5. Tumor behavior and inflammatory infiltration modulation might contribute to the association of microbiota and the prognosis of HNCs
To seek to understand how the microbiota influences the outcomes of HNCs, we analyze the correlation of the microbial signature and the clinic-pathological characteristics. We found that the greater abundances of Gammaproteobacteria and Shlegelella were correlated with elder age, and a greater abundance of Proteobacteria was correlated with lower differentiation, whereas, Lactobacillales was correlated with smaller tumor size (Fig. 6a). Furthermore, significant microbial differences were observed in the patients with differing age, lymph node metastasis or differentiation, but not in the patients with differing gender, smoking or drinking status, tumor site, histological type or tumor size (Additional File 3: Figure S4-5). Essentially, the differential taxa enriched in poor prognosis, elder age, positive lymph nodes or late stage belong to the phylum Proteobacteria, by contrast, the taxa differentially enriched in good prognosis, negative lymph nodes or early stage belong to the phylum Firmicutes (Additional File 3: Figure S6). These findings suggested the microbiota might influence the patient outcomes through affecting the tumor behaviors, such as lymph node metastasis, potentially.

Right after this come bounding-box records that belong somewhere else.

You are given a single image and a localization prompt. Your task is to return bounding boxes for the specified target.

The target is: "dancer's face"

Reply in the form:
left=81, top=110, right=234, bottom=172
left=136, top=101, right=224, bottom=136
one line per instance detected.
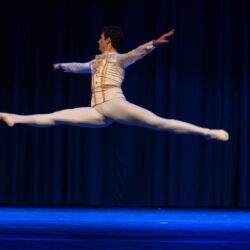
left=98, top=33, right=111, bottom=53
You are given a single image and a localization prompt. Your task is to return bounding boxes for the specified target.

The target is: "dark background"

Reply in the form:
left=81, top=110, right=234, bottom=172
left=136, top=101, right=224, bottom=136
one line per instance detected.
left=0, top=0, right=250, bottom=207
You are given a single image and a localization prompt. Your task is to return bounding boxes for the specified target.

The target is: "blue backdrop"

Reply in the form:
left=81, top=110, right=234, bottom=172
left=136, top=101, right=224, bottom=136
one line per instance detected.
left=0, top=0, right=250, bottom=207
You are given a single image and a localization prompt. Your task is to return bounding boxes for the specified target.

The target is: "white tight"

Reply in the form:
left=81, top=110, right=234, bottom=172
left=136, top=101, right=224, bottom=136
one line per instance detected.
left=3, top=98, right=209, bottom=136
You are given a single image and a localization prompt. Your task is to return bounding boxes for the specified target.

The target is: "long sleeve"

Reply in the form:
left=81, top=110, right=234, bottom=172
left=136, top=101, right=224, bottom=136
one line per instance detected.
left=61, top=60, right=94, bottom=73
left=117, top=41, right=155, bottom=67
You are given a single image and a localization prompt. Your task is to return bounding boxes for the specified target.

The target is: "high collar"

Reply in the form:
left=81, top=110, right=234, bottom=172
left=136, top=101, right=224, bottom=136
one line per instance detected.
left=102, top=51, right=117, bottom=55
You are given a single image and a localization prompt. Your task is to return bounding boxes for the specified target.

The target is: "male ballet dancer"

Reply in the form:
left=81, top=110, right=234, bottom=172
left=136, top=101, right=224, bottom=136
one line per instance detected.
left=0, top=26, right=229, bottom=141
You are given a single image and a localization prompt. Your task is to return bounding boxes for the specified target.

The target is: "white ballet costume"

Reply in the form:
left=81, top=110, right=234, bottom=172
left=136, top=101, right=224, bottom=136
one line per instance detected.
left=0, top=41, right=229, bottom=141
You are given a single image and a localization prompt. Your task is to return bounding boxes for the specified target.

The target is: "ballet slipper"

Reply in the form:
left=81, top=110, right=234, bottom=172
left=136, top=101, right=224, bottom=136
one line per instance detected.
left=206, top=129, right=229, bottom=141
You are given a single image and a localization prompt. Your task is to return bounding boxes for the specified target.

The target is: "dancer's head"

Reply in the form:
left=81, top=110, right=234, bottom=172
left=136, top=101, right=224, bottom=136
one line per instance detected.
left=98, top=26, right=123, bottom=52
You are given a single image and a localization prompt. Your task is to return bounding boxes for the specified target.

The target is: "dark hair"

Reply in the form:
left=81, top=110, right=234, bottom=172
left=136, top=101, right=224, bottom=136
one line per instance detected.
left=102, top=26, right=123, bottom=50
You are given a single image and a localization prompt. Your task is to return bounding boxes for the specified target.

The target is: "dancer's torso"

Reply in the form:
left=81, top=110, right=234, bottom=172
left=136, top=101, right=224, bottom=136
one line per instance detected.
left=91, top=52, right=125, bottom=106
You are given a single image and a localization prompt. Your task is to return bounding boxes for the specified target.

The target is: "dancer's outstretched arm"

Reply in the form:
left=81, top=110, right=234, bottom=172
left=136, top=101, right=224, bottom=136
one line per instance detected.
left=53, top=60, right=94, bottom=73
left=118, top=30, right=174, bottom=67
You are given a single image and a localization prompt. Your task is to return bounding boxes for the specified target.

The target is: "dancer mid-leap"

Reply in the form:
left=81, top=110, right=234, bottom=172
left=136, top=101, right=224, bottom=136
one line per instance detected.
left=0, top=26, right=229, bottom=141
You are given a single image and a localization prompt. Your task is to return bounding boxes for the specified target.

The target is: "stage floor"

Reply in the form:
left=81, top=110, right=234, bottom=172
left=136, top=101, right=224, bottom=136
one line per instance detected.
left=0, top=207, right=250, bottom=250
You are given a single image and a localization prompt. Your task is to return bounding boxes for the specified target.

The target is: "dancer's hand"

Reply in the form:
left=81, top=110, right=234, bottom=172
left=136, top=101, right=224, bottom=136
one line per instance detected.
left=153, top=29, right=175, bottom=47
left=53, top=63, right=61, bottom=70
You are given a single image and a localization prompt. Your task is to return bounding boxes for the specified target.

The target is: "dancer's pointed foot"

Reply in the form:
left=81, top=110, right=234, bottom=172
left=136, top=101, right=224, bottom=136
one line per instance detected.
left=207, top=129, right=229, bottom=141
left=0, top=113, right=15, bottom=127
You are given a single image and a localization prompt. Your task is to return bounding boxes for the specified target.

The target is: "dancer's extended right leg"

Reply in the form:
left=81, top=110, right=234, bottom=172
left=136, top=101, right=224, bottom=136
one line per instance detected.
left=0, top=107, right=112, bottom=127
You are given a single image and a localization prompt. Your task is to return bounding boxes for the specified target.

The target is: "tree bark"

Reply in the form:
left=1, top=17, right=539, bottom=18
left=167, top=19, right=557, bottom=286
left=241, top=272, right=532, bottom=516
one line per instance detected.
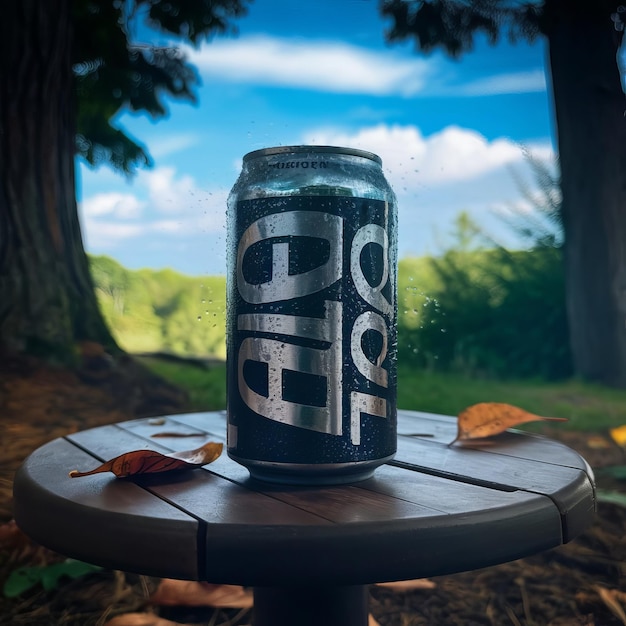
left=0, top=0, right=119, bottom=361
left=545, top=0, right=626, bottom=387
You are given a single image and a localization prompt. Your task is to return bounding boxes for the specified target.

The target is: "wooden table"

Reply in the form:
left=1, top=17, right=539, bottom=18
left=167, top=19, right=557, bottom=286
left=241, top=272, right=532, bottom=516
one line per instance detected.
left=14, top=411, right=595, bottom=626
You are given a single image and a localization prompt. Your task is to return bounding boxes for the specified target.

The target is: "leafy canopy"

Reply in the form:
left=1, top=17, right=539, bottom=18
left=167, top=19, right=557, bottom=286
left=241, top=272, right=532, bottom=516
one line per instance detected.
left=73, top=0, right=252, bottom=174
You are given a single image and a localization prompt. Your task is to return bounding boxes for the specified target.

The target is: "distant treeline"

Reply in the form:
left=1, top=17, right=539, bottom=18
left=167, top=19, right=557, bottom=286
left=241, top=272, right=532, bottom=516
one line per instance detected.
left=90, top=256, right=226, bottom=359
left=91, top=216, right=571, bottom=379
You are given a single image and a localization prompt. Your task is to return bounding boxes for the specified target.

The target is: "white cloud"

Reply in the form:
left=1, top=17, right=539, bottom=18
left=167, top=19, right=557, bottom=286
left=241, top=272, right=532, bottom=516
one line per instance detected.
left=304, top=124, right=534, bottom=192
left=184, top=36, right=434, bottom=96
left=81, top=167, right=228, bottom=250
left=82, top=191, right=145, bottom=219
left=143, top=167, right=198, bottom=213
left=149, top=133, right=200, bottom=158
left=454, top=70, right=546, bottom=96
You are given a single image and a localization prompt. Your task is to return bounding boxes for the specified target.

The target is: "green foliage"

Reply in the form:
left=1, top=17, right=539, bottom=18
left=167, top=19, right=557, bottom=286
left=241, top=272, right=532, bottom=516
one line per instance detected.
left=3, top=559, right=102, bottom=598
left=90, top=256, right=226, bottom=359
left=73, top=0, right=250, bottom=174
left=143, top=358, right=626, bottom=431
left=398, top=210, right=572, bottom=379
left=381, top=0, right=544, bottom=57
left=140, top=357, right=226, bottom=411
left=398, top=365, right=626, bottom=431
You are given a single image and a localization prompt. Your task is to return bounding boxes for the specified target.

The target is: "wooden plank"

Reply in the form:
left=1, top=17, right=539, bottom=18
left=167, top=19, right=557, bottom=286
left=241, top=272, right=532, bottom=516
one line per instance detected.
left=16, top=413, right=591, bottom=586
left=398, top=411, right=593, bottom=470
left=392, top=437, right=596, bottom=542
left=68, top=425, right=336, bottom=526
left=14, top=439, right=199, bottom=579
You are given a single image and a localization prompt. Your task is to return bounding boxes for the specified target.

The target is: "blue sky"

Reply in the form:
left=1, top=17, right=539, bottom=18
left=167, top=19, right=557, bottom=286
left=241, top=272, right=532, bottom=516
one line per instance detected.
left=77, top=0, right=554, bottom=275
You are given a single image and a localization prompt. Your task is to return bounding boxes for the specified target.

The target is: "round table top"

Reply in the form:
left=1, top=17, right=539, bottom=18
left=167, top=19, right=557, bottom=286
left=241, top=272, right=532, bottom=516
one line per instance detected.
left=14, top=411, right=595, bottom=586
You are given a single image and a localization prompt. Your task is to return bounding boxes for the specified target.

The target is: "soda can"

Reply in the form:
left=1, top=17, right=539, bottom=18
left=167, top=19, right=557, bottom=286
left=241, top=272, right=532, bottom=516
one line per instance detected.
left=227, top=146, right=397, bottom=484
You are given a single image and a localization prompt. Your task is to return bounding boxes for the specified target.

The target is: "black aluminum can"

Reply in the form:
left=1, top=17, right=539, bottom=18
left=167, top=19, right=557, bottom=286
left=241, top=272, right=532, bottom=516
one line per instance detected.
left=227, top=146, right=397, bottom=484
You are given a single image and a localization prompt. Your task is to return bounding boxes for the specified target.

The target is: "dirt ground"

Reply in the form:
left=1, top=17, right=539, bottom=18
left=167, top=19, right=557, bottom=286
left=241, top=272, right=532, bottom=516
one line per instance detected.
left=0, top=350, right=626, bottom=626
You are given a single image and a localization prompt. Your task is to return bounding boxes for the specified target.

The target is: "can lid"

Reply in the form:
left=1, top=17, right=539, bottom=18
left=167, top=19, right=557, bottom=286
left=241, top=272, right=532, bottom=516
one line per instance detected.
left=243, top=146, right=383, bottom=165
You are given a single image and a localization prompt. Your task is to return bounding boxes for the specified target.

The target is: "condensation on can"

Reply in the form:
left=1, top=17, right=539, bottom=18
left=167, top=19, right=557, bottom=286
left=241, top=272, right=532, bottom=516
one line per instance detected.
left=227, top=146, right=397, bottom=484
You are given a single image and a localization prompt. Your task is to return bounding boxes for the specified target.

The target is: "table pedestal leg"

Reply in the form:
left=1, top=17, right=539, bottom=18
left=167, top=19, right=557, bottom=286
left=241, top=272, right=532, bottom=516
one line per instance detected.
left=253, top=585, right=368, bottom=626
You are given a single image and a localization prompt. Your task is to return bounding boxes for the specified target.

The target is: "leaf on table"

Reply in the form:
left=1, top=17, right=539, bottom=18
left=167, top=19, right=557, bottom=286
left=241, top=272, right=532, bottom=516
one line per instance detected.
left=150, top=431, right=204, bottom=437
left=104, top=613, right=183, bottom=626
left=451, top=402, right=567, bottom=443
left=69, top=442, right=224, bottom=478
left=376, top=578, right=437, bottom=591
left=150, top=578, right=252, bottom=609
left=3, top=559, right=102, bottom=598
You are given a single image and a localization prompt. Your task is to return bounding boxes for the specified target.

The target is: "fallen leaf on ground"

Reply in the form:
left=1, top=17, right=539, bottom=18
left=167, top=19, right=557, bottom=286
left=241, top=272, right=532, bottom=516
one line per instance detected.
left=451, top=402, right=567, bottom=443
left=376, top=578, right=437, bottom=591
left=609, top=426, right=626, bottom=447
left=69, top=442, right=224, bottom=478
left=150, top=578, right=253, bottom=609
left=104, top=613, right=183, bottom=626
left=594, top=585, right=626, bottom=626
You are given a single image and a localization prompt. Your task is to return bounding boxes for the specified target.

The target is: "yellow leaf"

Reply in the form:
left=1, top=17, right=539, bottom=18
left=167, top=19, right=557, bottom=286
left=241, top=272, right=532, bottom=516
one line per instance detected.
left=104, top=613, right=183, bottom=626
left=376, top=578, right=437, bottom=591
left=594, top=585, right=626, bottom=626
left=150, top=578, right=252, bottom=609
left=452, top=402, right=567, bottom=443
left=610, top=426, right=626, bottom=447
left=69, top=442, right=224, bottom=478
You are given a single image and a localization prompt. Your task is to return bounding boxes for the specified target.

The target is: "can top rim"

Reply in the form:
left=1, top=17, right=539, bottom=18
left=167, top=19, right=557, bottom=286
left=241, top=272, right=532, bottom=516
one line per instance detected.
left=243, top=145, right=383, bottom=165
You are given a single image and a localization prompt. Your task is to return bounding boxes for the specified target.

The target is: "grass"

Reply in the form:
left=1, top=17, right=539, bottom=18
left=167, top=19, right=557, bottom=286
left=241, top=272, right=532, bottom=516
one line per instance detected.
left=141, top=357, right=226, bottom=411
left=146, top=359, right=626, bottom=431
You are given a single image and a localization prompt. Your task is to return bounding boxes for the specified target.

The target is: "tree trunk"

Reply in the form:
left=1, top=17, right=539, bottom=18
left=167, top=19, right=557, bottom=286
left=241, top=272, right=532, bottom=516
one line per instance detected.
left=545, top=0, right=626, bottom=387
left=0, top=0, right=119, bottom=361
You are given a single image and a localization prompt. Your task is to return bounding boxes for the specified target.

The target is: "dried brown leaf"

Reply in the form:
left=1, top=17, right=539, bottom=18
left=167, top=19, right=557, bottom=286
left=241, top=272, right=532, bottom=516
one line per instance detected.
left=594, top=585, right=626, bottom=626
left=376, top=578, right=437, bottom=591
left=150, top=578, right=252, bottom=609
left=104, top=613, right=183, bottom=626
left=150, top=431, right=204, bottom=437
left=452, top=402, right=567, bottom=443
left=69, top=442, right=224, bottom=478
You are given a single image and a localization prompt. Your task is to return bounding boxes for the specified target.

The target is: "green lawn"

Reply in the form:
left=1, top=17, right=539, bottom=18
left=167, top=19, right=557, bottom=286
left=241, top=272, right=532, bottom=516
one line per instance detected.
left=140, top=359, right=626, bottom=430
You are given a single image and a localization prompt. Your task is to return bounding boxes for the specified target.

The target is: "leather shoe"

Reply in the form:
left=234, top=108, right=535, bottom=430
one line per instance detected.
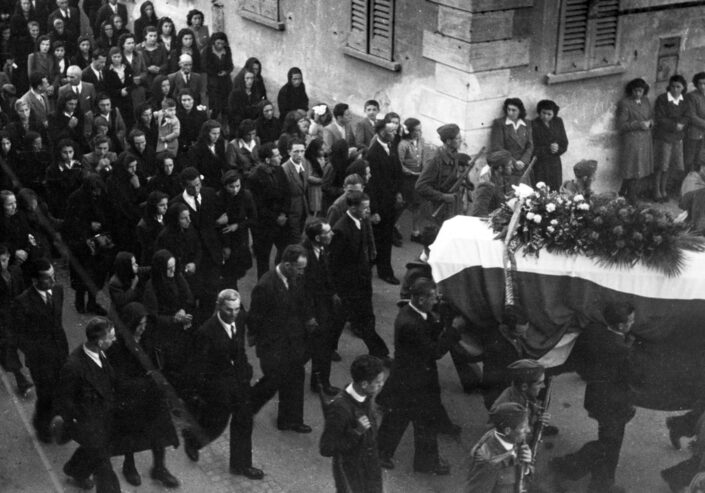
left=122, top=464, right=142, bottom=486
left=379, top=456, right=394, bottom=470
left=666, top=417, right=681, bottom=450
left=150, top=466, right=179, bottom=488
left=230, top=466, right=264, bottom=479
left=277, top=423, right=313, bottom=433
left=379, top=275, right=401, bottom=286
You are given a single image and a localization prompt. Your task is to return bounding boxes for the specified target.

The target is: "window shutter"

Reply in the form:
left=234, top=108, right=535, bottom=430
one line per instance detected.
left=348, top=0, right=369, bottom=53
left=556, top=0, right=590, bottom=72
left=590, top=0, right=619, bottom=68
left=370, top=0, right=394, bottom=60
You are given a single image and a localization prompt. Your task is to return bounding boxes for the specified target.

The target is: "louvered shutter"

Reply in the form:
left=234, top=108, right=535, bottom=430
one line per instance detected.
left=370, top=0, right=394, bottom=60
left=556, top=0, right=590, bottom=73
left=348, top=0, right=369, bottom=53
left=589, top=0, right=619, bottom=68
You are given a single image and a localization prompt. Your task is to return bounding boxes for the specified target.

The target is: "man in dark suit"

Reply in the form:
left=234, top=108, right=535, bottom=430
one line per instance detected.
left=247, top=245, right=315, bottom=433
left=367, top=120, right=403, bottom=284
left=81, top=48, right=108, bottom=94
left=167, top=53, right=208, bottom=106
left=330, top=191, right=389, bottom=361
left=170, top=167, right=228, bottom=323
left=13, top=259, right=69, bottom=443
left=59, top=65, right=96, bottom=116
left=377, top=278, right=460, bottom=474
left=52, top=317, right=121, bottom=493
left=47, top=0, right=81, bottom=39
left=551, top=302, right=636, bottom=493
left=184, top=289, right=264, bottom=479
left=282, top=139, right=308, bottom=245
left=92, top=0, right=127, bottom=37
left=302, top=218, right=342, bottom=396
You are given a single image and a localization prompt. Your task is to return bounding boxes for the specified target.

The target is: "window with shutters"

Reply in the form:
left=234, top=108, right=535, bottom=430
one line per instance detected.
left=344, top=0, right=401, bottom=71
left=238, top=0, right=284, bottom=31
left=549, top=0, right=619, bottom=79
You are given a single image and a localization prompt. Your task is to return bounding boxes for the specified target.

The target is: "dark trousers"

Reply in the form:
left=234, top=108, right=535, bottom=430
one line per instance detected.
left=64, top=446, right=121, bottom=493
left=561, top=417, right=629, bottom=493
left=251, top=357, right=306, bottom=426
left=252, top=226, right=287, bottom=279
left=377, top=408, right=438, bottom=471
left=342, top=293, right=389, bottom=358
left=372, top=214, right=394, bottom=277
left=198, top=386, right=252, bottom=469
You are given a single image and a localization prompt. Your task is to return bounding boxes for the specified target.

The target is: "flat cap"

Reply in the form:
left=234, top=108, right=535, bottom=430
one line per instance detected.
left=490, top=402, right=528, bottom=430
left=507, top=359, right=546, bottom=383
left=436, top=123, right=460, bottom=141
left=573, top=159, right=597, bottom=178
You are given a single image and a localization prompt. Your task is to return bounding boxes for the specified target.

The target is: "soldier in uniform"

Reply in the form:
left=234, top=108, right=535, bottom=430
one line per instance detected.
left=416, top=123, right=465, bottom=224
left=463, top=402, right=531, bottom=493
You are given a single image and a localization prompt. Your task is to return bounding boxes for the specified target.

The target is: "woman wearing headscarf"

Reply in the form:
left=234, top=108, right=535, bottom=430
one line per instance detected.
left=489, top=98, right=534, bottom=185
left=106, top=302, right=179, bottom=488
left=256, top=100, right=282, bottom=144
left=617, top=79, right=654, bottom=204
left=277, top=67, right=308, bottom=122
left=108, top=252, right=150, bottom=315
left=531, top=99, right=568, bottom=191
left=136, top=190, right=169, bottom=265
left=233, top=57, right=267, bottom=101
left=143, top=250, right=194, bottom=389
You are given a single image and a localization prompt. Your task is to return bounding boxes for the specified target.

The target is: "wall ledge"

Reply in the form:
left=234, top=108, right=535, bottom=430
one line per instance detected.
left=343, top=46, right=401, bottom=72
left=237, top=9, right=286, bottom=31
left=546, top=63, right=627, bottom=86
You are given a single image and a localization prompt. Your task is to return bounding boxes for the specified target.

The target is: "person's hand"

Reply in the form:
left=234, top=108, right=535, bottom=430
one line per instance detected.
left=443, top=193, right=455, bottom=204
left=15, top=250, right=29, bottom=263
left=357, top=416, right=372, bottom=431
left=517, top=444, right=531, bottom=464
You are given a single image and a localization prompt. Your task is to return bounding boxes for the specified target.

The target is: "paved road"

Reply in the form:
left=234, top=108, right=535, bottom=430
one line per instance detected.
left=0, top=213, right=689, bottom=493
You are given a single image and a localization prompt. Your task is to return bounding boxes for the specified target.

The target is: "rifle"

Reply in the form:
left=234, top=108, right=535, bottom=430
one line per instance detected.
left=431, top=146, right=485, bottom=219
left=515, top=377, right=552, bottom=493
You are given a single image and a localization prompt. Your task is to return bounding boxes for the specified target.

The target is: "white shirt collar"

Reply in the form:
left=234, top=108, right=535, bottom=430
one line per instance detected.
left=504, top=118, right=526, bottom=130
left=666, top=91, right=683, bottom=106
left=274, top=265, right=289, bottom=289
left=345, top=211, right=362, bottom=229
left=83, top=344, right=103, bottom=368
left=409, top=301, right=428, bottom=320
left=345, top=384, right=367, bottom=404
left=494, top=430, right=514, bottom=452
left=215, top=313, right=237, bottom=339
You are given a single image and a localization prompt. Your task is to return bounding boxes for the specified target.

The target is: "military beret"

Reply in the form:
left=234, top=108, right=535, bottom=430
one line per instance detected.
left=436, top=123, right=460, bottom=142
left=573, top=159, right=597, bottom=178
left=507, top=359, right=546, bottom=383
left=490, top=402, right=528, bottom=430
left=487, top=149, right=514, bottom=168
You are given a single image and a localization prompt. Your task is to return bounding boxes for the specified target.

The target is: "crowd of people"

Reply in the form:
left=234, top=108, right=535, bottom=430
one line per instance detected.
left=0, top=0, right=705, bottom=492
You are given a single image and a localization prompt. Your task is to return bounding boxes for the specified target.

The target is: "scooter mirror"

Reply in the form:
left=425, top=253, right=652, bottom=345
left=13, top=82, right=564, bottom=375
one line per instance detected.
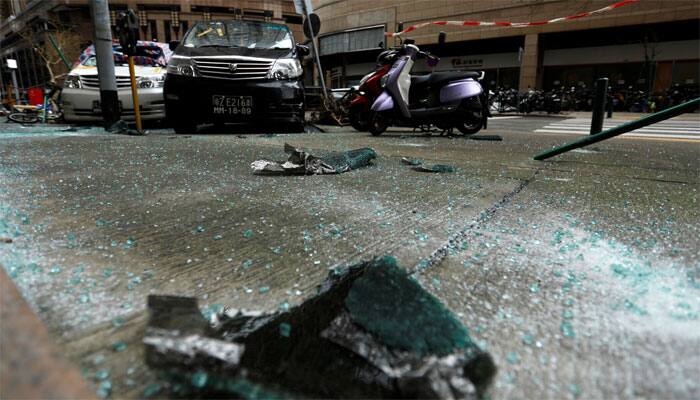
left=426, top=56, right=440, bottom=68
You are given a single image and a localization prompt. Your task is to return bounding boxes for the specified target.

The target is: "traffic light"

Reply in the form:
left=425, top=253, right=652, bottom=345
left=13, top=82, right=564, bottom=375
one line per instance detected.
left=114, top=9, right=139, bottom=56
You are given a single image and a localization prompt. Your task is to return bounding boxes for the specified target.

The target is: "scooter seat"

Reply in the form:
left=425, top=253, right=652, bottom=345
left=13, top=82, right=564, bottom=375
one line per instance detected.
left=411, top=74, right=430, bottom=88
left=429, top=71, right=481, bottom=86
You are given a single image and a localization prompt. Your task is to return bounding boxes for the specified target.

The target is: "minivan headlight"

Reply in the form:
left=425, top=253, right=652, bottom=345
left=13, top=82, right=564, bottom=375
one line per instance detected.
left=168, top=56, right=197, bottom=77
left=63, top=75, right=83, bottom=89
left=137, top=75, right=165, bottom=89
left=267, top=59, right=304, bottom=79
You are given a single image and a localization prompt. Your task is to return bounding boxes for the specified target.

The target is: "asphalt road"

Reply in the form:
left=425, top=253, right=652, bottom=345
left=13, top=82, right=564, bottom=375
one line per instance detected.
left=0, top=115, right=700, bottom=399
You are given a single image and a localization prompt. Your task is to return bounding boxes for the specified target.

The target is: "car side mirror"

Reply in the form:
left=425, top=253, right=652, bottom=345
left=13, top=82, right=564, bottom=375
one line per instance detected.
left=296, top=43, right=311, bottom=58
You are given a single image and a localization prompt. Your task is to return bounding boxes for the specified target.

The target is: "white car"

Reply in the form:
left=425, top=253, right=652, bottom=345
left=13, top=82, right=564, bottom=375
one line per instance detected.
left=61, top=42, right=172, bottom=122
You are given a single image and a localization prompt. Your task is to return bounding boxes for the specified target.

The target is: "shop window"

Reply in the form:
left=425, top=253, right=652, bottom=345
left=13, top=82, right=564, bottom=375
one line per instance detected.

To investigate whether the bacteria affect the outcomes of HNCs through tumor microenvironment modulation, we analyze the correlation of the microbial signature with the overall inflammatory infiltration indicated by Klintrup-Mäkinen (K-M) score [31, 32]. Greater abundances of Methyloversatilis and/or Schlegelella, and less abundances Bacillus and/or Lactobacillus were distributed in none inflammatory infiltrated patients (Fig. 6b). No differences were found between the K-M score and the abundances of above differentially abundant taxa (P = 0.109 for Lactobacillus, Fig. 6c-f). However, higher Lactobacillus was observed in highly inflammatory infiltration compared to none inflammatory infiltration (P = 0.042, Fig. 6d). As illustrated in the Alluvial plots in Fig. 6g-6j, the inflammatory infiltration did not affect the association of the differentially abundant taxa with the overall survival, except for Lactobacillus. These results suggested that Lactobacillus promoted the inflammatory infiltration to a certain extent, which might contribute to its association with the outcomes of HNCs. However, the other differentially abundant taxa, especially the risk taxa, Methyloversatilis and Schlegelella, might not affect the outcomes of HNCs through the modulation of inflammatory infiltration.